IV. Mr. Johnson's Motions for Summary Judgment
Mr. Johnson filed two motions for summary judgment. (Docket Entry Nos. 66, 89). These motions are based on Mr. Johnson's unsubstantiated allegations concerning the events of November 17 and December 31, 2020. Mr. Johnson does not point to evidence in support of his motions. Nor does he identify portions of the record that demonstrate the absence of a genuine dispute of material fact. Because Mr. Johnson has not met his burden as the party moving for summary judgment, his motions are denied. See Pioneer Expl., LLC v. Steadfast Ins. Co., 767 F.3d 503, 511 (5th Cir. 2014) (“If the moving party fails to meet this initial burden, the motion [for summary judgment] must be denied, regardless of the nonmovant's response.”).
V. Motion for “Time Emergency”
Mr. Johnson filed a document entitled “Motion Time Emergency Investigation 30 Days.” (Docket Entry No. 90).
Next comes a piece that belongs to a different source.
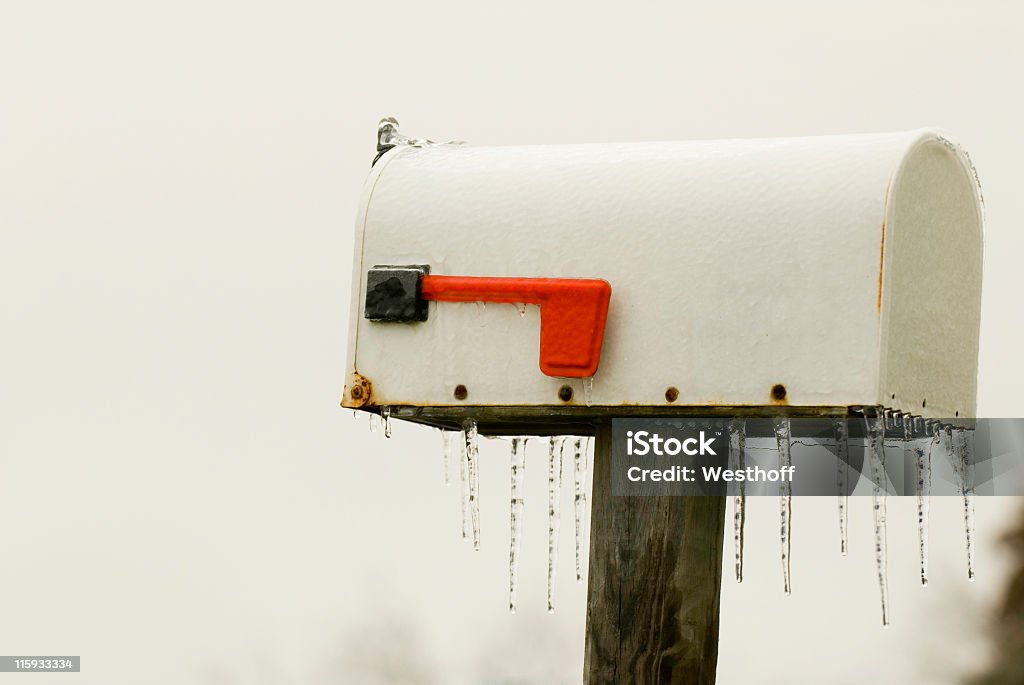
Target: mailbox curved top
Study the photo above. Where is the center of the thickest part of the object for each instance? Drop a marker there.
(828, 271)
This “motion” contains a rambling set of facts that begin in 2018 and continue into 2020. (Id.). Construed liberally, the allegations summarize Mr. Johnson's version of the facts relating to his two remaining claims, while also merging the facts relating to those two claims into a single incident. (Id.). The motion asks the court to award Mr. Johnson monetary damages for the injuries he suffered in the assaults. This motion, which asks for no relief other than what Mr. Johnson seeks in his complaint, is denied.
VI. Conclusion and Order
The motion for summary judgment filed by Officer Benjamin Womba, (Docket Entry No. 68), is granted. The motion for summary judgment filed by Officer Demitrie Johnson, (Docket Entry No. 93), is granted. The motions for summary judgment filed by plaintiff Ivory James Johnson, (Docket Entry Nos. 66, 89), are denied. This action is dismissed with prejudice as to all defendants. All pending motions, including Mr. Johnson's “Motion Time Emergency,” (Docket Entry No. 90), are denied. Final judgment will be separately entered.